Theodore continuó: —Ha superado Mazmorras de Rango C a A a un ritmo imposible, incluso con un nivel tan bajo como el 26. No estamos seguros de su nivel actual.

—Así que profana a los muertos y los convierte en sus esclavos —escupió Eristasia, con los ojos encendidos de desdén—. ¿Dónde se le ha visto?

—Wolsend, Ostuario, Luvengart y Hollowcreek —respondió Theodore.

Eristasia entrecerró los ojos. —¿Has notado la rareza en esa lista, Comandante?

Theodore asintió sombríamente. —Sí. Solo Hollowcreek está dentro de las fronteras Élficas. Las otras son ciudades Humanas.

—Entonces, ¿cómo —murmuró Eristasia, mientras el aire vibraba a su alrededor— apareció en Hollowcreek justo cuando mi hija estaba allí? No fue un encuentro casual. Fue premeditado. Un asesinato.

La Guardia del Viento se miró entre sí.

—Tiene un ejército, y cree que está a salvo en las sombras del Reino Humano. Eristasia se giró hacia una bestia enorme que descansaba en el borde de la meseta.

Era un Grifo Cazador de Vendavales; una criatura con plumas del color de una tormenta y dos grandes ojos brillantes con infinitos círculos dorados en su interior.

—Tiene un ejército —rugió Eristasia, su voz resonando por las montañas—. ¡Pero yo soy el Viento de Arandor! ¡Tengo mi propia legión, y la muerte de mi hija será vengada!

Theodore se acercó al Grifo, extendiendo una imagen del Forastero. Los círculos en los ojos de la bestia se contrajeron al enfocar la imagen, y luego se expandieron frenéticamente.

Sus ojos buscaron por todo el mundo en cuestión de minutos. Empezó por cada provincia del Reino de Valoris, moviéndose por calles abarrotadas y dentro de casas ajenas a todo.

Buscó en ciudades, pueblos y aldeas.
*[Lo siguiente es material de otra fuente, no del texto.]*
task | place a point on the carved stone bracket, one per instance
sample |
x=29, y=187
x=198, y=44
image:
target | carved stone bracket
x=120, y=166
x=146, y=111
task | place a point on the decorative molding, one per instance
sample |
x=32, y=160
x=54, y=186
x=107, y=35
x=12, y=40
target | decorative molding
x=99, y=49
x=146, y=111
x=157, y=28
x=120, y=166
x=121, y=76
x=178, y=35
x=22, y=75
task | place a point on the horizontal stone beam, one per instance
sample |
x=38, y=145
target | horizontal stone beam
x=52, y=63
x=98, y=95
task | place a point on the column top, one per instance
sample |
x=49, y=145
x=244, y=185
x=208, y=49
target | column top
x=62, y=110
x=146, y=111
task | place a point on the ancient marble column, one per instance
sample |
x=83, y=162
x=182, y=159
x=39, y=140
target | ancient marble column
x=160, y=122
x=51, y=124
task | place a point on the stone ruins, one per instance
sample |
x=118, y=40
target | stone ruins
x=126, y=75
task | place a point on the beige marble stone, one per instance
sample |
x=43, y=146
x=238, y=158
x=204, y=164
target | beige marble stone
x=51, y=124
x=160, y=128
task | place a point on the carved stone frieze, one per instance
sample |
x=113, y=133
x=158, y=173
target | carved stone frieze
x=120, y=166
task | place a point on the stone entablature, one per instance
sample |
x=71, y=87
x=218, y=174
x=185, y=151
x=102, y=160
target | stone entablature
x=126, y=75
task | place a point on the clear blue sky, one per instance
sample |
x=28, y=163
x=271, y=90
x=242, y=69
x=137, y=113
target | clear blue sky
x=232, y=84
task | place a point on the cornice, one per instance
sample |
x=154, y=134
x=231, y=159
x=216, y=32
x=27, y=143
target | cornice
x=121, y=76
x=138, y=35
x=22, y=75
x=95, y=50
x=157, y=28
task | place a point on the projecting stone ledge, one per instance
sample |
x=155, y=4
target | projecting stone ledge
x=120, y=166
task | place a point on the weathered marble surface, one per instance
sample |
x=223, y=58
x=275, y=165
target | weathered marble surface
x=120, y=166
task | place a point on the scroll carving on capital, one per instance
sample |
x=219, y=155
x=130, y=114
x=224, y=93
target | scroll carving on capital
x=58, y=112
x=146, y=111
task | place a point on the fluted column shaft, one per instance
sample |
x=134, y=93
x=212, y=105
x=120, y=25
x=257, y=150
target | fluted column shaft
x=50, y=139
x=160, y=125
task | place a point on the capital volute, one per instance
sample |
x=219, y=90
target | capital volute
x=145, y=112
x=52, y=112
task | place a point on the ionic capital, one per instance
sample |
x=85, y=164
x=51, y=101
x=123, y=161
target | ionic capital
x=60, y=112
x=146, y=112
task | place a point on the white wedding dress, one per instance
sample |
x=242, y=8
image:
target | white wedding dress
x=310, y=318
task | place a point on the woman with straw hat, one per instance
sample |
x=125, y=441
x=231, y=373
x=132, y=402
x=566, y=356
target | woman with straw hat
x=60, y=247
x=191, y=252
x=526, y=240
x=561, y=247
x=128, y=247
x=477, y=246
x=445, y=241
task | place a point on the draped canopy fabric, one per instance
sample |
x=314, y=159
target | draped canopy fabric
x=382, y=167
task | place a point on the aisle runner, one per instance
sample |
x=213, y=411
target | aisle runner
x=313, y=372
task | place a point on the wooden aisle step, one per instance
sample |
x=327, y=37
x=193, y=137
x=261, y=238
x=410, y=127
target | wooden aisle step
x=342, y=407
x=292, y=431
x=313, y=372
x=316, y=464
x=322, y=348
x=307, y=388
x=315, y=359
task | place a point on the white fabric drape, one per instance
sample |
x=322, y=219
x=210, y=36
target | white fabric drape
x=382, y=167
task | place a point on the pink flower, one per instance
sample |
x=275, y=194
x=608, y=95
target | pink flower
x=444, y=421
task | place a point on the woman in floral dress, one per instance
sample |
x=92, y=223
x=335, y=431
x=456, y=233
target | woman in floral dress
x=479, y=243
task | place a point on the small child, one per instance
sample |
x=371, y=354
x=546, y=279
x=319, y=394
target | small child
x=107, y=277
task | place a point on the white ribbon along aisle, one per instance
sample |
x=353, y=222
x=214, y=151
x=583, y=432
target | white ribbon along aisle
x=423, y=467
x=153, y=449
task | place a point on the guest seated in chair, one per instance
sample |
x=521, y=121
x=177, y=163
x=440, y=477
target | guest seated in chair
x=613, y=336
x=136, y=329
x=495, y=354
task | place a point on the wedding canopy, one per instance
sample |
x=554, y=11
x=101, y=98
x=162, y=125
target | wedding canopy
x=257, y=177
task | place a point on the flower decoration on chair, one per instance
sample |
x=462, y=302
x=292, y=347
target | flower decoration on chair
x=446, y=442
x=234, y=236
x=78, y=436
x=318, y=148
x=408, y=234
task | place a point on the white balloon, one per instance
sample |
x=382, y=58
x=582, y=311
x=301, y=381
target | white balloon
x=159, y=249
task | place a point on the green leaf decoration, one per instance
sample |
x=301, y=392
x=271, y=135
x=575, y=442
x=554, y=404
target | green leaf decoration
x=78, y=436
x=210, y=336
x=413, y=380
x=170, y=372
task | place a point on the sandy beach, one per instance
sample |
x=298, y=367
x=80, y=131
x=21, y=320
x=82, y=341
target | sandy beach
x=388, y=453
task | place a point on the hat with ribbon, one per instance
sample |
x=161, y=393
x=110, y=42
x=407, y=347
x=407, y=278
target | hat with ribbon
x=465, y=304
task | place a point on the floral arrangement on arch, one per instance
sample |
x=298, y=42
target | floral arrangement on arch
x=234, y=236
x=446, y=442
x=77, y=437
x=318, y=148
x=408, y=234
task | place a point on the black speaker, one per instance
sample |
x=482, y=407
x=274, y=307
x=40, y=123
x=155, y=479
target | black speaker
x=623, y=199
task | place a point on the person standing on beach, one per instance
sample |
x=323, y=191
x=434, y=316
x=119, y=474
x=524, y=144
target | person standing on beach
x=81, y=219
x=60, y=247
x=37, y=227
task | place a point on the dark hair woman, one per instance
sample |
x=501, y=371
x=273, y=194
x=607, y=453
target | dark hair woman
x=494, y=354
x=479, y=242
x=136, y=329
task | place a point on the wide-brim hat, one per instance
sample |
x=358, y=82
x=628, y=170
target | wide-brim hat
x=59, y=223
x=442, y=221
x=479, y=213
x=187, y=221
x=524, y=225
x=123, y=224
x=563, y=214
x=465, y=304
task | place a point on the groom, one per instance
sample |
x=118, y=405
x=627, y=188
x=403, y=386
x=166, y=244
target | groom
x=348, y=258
Buscó en la provincia de la Comarca del Sur, escaneando cada rostro en la Ciudad Carmesí, en las aldeas de Dumsy, Elebraham, Greensville y Deathlehem.

Pasó la estatua, entró en la Mirada Sombría y entró en la única habitación ocupada, para luego detenerse justo sobre el rostro dormido de un joven.

Los ojos de Percival se abrieron de golpe.

—¡Lo ha encontrado! —exclamó Theodore.

Eristasia saltó a lomos del Grifo.

—¡En marcha, Guardia del Viento! ¡El poder de los Susurrovientos traerá la venganza sobre ese Forastero!